3

The first part of the question is probably pretty common and there are enough code samples that explain how to generate a random string of alphanumerics. The piece of code I use is from here.

use rand::{thread_rng, Rng};
use rand::distributions::Alphanumeric;

fn main() {
    let rand_string: String = thread_rng()
        .sample_iter(&Alphanumeric)
        .take(30)
        .collect();

    println!("{}", rand_string);
}

This piece of code does however not compile, (note: I'm on nightly):

error[E0277]: a value of type `String` cannot be built from an iterator over elements of type `u8`
 --> src/main.rs:8:10
  |
8 |         .collect();
  |          ^^^^^^^ value of type `String` cannot be built from `std::iter::Iterator<Item=u8>`
  |
  = help: the trait `FromIterator<u8>` is not implemented for `String`

Ok, the elements that are generated are of type u8. So I guess this is an array or vector of u8:

use rand::{thread_rng, Rng};
use rand::distributions::Alphanumeric;

fn main() {
    let r = thread_rng()
        .sample_iter(&Alphanumeric)
        .take(30)
        .collect::<Vec<_>>();
    let s = String::from_utf8_lossy(&r);
    println!("{}", s);
}

And this compiles and works!

2dCsTqoNUR1f0EzRV60IiuHlaM4TfK

All good, except that I would like to ask if someone could explain what exactly happens regarding the types and how this can be optimised.

Questions

  1. .sample_iter(&Alphanumeric) produces u8 and not chars?
  2. How can I avoid the second variable s and directly interpret an u8 as a utf-8 character? I guess the representation in memory would not change at all?
  3. The length of these strings should always be 30. How can I optimise the heap allocation of a Vec away? Also they could actually be char[] instead of Strings.
pretzelhammer
  • 13,874
  • 15
  • 47
  • 98
dani
  • 3,677
  • 4
  • 26
  • 60

2 Answers2

3

.sample_iter(&Alphanumeric) produces u8 and not chars?

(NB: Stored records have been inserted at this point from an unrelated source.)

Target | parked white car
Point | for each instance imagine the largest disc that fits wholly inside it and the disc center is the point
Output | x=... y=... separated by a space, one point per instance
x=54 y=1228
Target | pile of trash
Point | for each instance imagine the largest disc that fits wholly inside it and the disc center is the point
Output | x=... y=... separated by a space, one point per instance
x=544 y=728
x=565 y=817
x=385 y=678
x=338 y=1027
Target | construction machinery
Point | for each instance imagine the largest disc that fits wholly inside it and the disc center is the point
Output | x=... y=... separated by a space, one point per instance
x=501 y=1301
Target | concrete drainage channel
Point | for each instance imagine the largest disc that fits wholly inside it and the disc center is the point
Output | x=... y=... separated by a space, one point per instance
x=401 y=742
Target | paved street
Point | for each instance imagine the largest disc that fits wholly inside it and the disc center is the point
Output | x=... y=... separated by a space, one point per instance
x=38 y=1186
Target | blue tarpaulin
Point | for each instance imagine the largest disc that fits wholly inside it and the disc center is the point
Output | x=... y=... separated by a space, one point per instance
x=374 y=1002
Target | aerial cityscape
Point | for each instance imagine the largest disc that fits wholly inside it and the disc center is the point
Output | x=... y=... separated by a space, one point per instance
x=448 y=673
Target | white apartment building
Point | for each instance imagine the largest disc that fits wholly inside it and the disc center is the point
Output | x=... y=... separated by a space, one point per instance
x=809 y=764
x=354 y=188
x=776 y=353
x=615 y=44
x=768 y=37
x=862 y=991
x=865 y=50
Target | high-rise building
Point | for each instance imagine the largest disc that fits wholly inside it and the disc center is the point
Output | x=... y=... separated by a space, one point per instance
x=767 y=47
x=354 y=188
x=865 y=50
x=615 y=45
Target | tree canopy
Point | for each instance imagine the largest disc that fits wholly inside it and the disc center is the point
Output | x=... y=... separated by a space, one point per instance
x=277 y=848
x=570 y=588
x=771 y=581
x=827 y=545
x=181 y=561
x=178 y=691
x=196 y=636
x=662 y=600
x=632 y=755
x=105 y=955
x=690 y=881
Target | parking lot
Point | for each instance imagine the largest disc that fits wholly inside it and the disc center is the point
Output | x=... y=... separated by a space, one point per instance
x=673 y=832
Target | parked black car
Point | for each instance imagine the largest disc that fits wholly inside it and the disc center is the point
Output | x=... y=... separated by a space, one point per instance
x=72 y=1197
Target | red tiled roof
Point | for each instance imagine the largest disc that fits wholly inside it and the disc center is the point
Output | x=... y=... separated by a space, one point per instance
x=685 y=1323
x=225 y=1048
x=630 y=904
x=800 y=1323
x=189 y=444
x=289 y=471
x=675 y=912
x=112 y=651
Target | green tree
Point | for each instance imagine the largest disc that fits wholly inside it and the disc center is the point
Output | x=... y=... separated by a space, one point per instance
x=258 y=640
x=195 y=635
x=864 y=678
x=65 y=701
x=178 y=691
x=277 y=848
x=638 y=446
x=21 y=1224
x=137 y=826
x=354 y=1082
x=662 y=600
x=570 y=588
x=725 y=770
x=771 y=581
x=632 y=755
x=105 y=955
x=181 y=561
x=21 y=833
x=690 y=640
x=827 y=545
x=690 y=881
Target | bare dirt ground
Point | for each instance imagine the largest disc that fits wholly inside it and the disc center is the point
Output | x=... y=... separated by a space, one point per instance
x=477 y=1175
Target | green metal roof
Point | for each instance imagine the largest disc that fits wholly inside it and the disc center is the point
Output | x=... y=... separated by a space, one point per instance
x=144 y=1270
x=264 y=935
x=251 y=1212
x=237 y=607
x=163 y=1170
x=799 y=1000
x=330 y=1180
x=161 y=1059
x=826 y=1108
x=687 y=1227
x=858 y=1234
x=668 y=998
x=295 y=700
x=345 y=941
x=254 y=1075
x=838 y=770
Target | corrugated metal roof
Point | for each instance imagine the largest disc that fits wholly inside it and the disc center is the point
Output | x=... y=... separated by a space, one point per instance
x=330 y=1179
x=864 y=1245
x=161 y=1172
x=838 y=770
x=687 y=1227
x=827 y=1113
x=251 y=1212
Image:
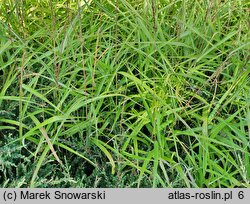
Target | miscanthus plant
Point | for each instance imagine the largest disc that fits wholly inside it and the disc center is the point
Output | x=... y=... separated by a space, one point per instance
x=123 y=93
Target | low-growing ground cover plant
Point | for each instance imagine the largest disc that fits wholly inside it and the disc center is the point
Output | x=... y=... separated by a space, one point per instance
x=124 y=93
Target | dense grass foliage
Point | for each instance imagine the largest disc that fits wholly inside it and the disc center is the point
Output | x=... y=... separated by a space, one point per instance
x=125 y=93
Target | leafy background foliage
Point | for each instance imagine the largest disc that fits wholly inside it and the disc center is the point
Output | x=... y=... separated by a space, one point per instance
x=124 y=93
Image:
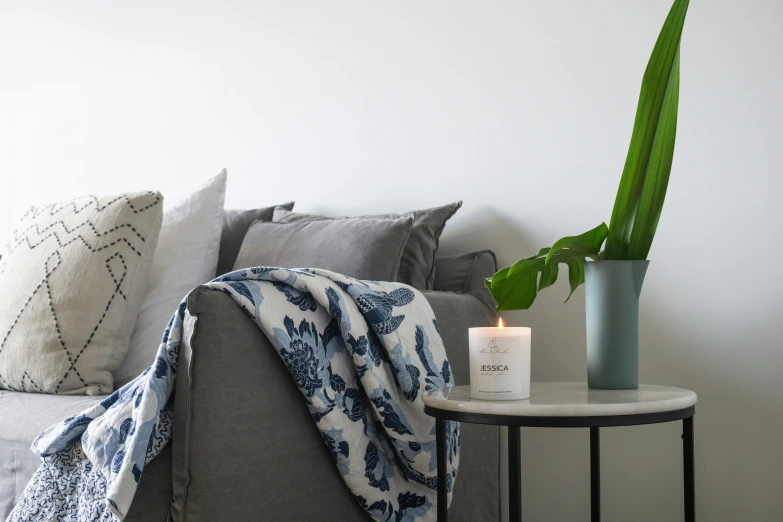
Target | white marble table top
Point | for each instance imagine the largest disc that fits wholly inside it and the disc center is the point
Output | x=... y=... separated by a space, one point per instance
x=568 y=399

Yes, this was changed in rand v0.8. You can see in the docs for 0.7.3:

impl Distribution<char> for Alphanumeric

But then in the docs for 0.8.0:

impl Distribution<u8> for Alphanumeric

How can I avoid the second variable s and directly interpret an u8 as a utf-8 character? I guess the representation in memory would not change at all?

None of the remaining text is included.